Un déficit structurel difficilement soutenable
Avec un déficit de plus de 12,4 % du PIB, la soutenabilité budgétaire devient une préoccupation centrale.
Le financement repose sur des instruments internes :
Avances de la Banque d’Algérie plafond relevé à 20 %,
Émissions de Sukuk souverains,
Et prélèvements sur les entreprises publiques.
Ces leviers assurent la continuité du financement, mais accroissent le risque d’inflation et de tension monétaire à moyen terme.
Une gouvernance de la dépense encore perfectible
La forte centralisation des décisions budgétaires et d’investissement limite l’efficacité locale.
Les collectivités territoriales restent peu impliquées dans la planification et le suivi des projets, ce qui fragilise l’impact réel sur la croissance et l’emploi.
Quels défis pour 2026 et au-delà ?
Le PLF 2026 repose sur un équilibre délicat entre soutien à la croissance et risque de surchauffe budgétaire.
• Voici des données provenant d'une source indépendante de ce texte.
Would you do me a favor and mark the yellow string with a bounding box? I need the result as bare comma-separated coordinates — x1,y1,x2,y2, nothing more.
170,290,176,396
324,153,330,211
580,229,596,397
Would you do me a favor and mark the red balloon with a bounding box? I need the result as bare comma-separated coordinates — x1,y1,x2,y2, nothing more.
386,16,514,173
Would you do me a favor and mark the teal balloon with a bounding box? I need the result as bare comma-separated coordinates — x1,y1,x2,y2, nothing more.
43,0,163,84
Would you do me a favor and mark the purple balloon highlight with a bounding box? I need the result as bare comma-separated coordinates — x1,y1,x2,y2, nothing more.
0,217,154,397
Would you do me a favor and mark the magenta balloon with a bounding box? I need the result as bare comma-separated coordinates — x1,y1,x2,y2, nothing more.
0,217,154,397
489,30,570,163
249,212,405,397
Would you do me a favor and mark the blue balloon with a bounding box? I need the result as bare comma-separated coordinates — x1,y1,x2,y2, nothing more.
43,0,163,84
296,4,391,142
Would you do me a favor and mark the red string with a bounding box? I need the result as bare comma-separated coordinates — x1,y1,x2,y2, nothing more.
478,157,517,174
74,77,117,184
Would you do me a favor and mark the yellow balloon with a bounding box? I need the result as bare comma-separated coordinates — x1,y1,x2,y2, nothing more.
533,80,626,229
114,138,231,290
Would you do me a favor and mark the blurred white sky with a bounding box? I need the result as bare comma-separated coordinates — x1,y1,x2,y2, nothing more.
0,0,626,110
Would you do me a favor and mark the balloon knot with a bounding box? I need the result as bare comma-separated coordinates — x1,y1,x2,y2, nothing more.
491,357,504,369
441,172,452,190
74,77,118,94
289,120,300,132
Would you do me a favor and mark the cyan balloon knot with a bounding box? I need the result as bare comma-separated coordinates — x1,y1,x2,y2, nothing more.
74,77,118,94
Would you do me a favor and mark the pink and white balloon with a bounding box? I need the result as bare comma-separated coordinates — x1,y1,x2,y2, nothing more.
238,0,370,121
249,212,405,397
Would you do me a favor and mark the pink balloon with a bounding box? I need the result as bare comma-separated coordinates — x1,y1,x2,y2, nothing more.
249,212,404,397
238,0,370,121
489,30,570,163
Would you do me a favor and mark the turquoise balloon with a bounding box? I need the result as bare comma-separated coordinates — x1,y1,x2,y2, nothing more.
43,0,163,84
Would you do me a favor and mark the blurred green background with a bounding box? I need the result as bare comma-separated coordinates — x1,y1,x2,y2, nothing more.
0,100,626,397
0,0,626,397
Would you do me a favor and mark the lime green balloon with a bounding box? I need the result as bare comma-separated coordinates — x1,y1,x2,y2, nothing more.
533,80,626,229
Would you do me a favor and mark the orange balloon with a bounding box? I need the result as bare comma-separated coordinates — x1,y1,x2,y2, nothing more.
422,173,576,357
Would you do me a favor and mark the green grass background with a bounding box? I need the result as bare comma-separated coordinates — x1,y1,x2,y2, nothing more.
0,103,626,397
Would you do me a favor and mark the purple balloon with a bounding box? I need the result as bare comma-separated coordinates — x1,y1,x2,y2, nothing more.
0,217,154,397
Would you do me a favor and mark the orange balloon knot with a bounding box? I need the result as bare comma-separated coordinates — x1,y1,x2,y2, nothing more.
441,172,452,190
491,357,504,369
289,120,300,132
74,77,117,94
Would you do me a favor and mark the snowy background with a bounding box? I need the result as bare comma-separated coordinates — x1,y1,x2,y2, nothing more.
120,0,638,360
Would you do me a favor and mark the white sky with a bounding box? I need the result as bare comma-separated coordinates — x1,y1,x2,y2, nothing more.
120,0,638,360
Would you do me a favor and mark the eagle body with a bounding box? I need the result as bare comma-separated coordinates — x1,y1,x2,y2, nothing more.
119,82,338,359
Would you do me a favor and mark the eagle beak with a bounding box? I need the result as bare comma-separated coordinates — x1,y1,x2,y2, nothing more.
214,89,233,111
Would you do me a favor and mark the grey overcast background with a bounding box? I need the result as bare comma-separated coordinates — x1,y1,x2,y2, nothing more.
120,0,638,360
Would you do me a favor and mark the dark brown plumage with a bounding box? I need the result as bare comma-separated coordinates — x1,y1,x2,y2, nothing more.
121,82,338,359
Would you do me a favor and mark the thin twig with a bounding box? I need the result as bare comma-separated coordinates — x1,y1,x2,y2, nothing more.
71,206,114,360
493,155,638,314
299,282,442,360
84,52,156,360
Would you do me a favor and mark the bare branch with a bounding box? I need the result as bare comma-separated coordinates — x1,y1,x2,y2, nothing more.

Plusieurs défis devront être anticipés :
La maîtrise du déficit : réduire les dépenses non productives et renforcer le rendement fiscal sans compromettre la solidarité nationale.
La soutenabilité du financement : limiter le recours aux avances monétaires pour préserver la stabilité du dinar et éviter une inflation durable.
La diversification économique : transformer les dépenses publiques en leviers productifs, notamment dans l’industrie, l’agriculture modernisée et les services innovants.
La gouvernance budgétaire : renforcer la transparence, le contrôle parlementaire et l’évaluation des politiques publiques.
Pour une trajectoire budgétaire soutenable et inclusive
Une politique budgétaire responsable ne signifie pas austérité, mais sélectivité et efficacité.
L’Algérie dispose de marges pour concilier stabilité macroéconomique et justice sociale en adoptant une approche à deux niveaux :
Court terme :
Rationaliser les subventions universelles et renforcer le ciblage des aides directes.
Conditionner les transferts aux entreprises publiques à des objectifs mesurables.
Réorienter les investissements vers les projets à fort rendement économique.
Moyen terme :
Élaborer une réforme fiscale équitable, orientée vers la production et l’investissement.
Donner plus de compétences financières aux collectivités locales pour stimuler les bassins économiques régionaux.
Mettre en place un cadre de transparence budgétaire pour restaurer la confiance et améliorer l’efficacité de la dépense publique.
Conclusion
Le PLF 2026 reflète un choix de continuité : maintenir l’effort social et investir dans la relance, au prix d’un déficit élevé.
Il s’agit d’un budget de transition, entre stabilité politique et nécessité de réforme économique.
La réussite de cette trajectoire dépendra de la capacité de l’État à transformer la dépense publique en moteur productif, à restaurer la discipline budgétaire et à renforcer la gouvernance économique.
La consolidation budgétaire ne doit pas se faire au détriment de la cohésion sociale, mais au service d’une croissance durable, diversifiée et inclusive.
Par Professeur Moussa BOUKRIF
Directeur du laboratoire de Recherche en Management et Techniques Quantitatives RMTQ
Responsable de la filière sciences de gestion, département sciences de gestion, faculté FSCSG, Université Abderrahmane MIRA Bejaia.